4.10.11

A Cidade e as Serras

Dentro, na «nossa sala», ambos nos sentamos nos poiais da janela, contemplando o doce sossego crepuscular que lentamente se estabelecia sobre vale e monte. No alto tremeluzia uma estrelinha, a Vénus diamantina, lânguida anunciadora da noite e dos seus contentamentos. Jacinto nunca considerara demoradamente aquela estrela, de amorosa refulgência, que perpetua no nosso Céu católico a memória da deusa incomparável - nem assistira jamais, com alma atenta, ao majestoso adormecer da Natureza. E este enegrecimento dos montes que se embuçam em sombra; os arvoredos emudecendo, cansados de sussurrar; o rebrilho dos casais mansamente apagado; o cobertor de névoa, sob que se acama e agasalha a frialdade dos vales; um toque sonolento de sino que rola pelas quebradas; o segredado cochichar das águas e das relvas escuras - eram para ele como iniciações. Daquela janela, aberta sobre as serras, entrevia uma outra vida, que não anda somente cheia do Homem e do tumulto da sua obra. E senti o meu amigo suspirar como quem enfim descansa.

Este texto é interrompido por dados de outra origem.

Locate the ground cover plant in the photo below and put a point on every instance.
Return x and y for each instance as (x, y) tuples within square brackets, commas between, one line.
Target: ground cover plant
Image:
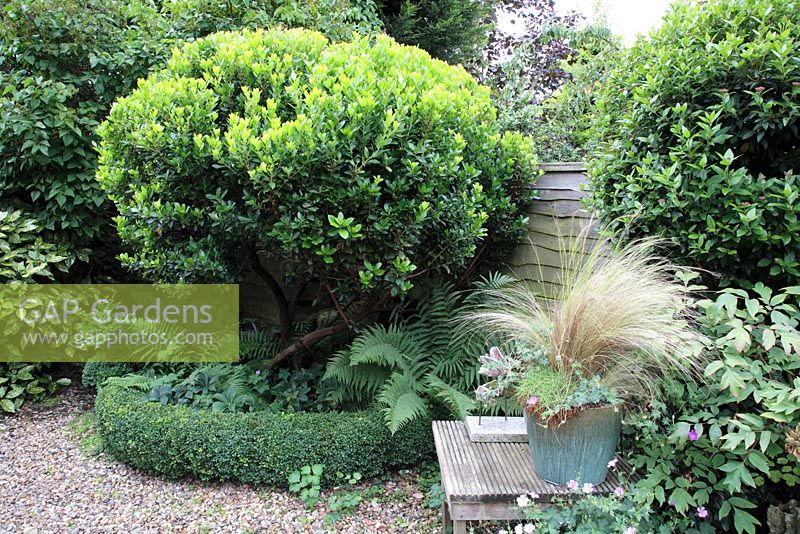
[(697, 133)]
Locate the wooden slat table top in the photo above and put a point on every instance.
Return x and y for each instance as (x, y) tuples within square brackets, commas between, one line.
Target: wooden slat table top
[(496, 472)]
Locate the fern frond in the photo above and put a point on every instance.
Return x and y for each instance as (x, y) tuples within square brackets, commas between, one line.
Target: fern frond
[(459, 404), (257, 345), (401, 401), (392, 347)]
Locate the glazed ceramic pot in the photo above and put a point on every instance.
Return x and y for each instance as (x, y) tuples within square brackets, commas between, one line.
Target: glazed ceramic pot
[(579, 449)]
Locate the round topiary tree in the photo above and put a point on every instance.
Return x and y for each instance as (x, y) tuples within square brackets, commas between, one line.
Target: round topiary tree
[(360, 165), (698, 138)]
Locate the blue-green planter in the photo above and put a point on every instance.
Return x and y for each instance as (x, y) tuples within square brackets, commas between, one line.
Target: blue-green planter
[(579, 449)]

Queirós, Eça de, A Cidade e as Serras, Planeta de Agostini, Lisboa, págs. 132-133

E é deste despertar para a Natureza que me recordo sempre que acordo com as rolas. É desta ligação que nos esquecemos, sempre que a luz das nossas casas apaga a luz das estrelas e da lua. É nesta comunhão que me reencontro e sou feliz. Que pena não poder beber água da fonte como o Jacinto.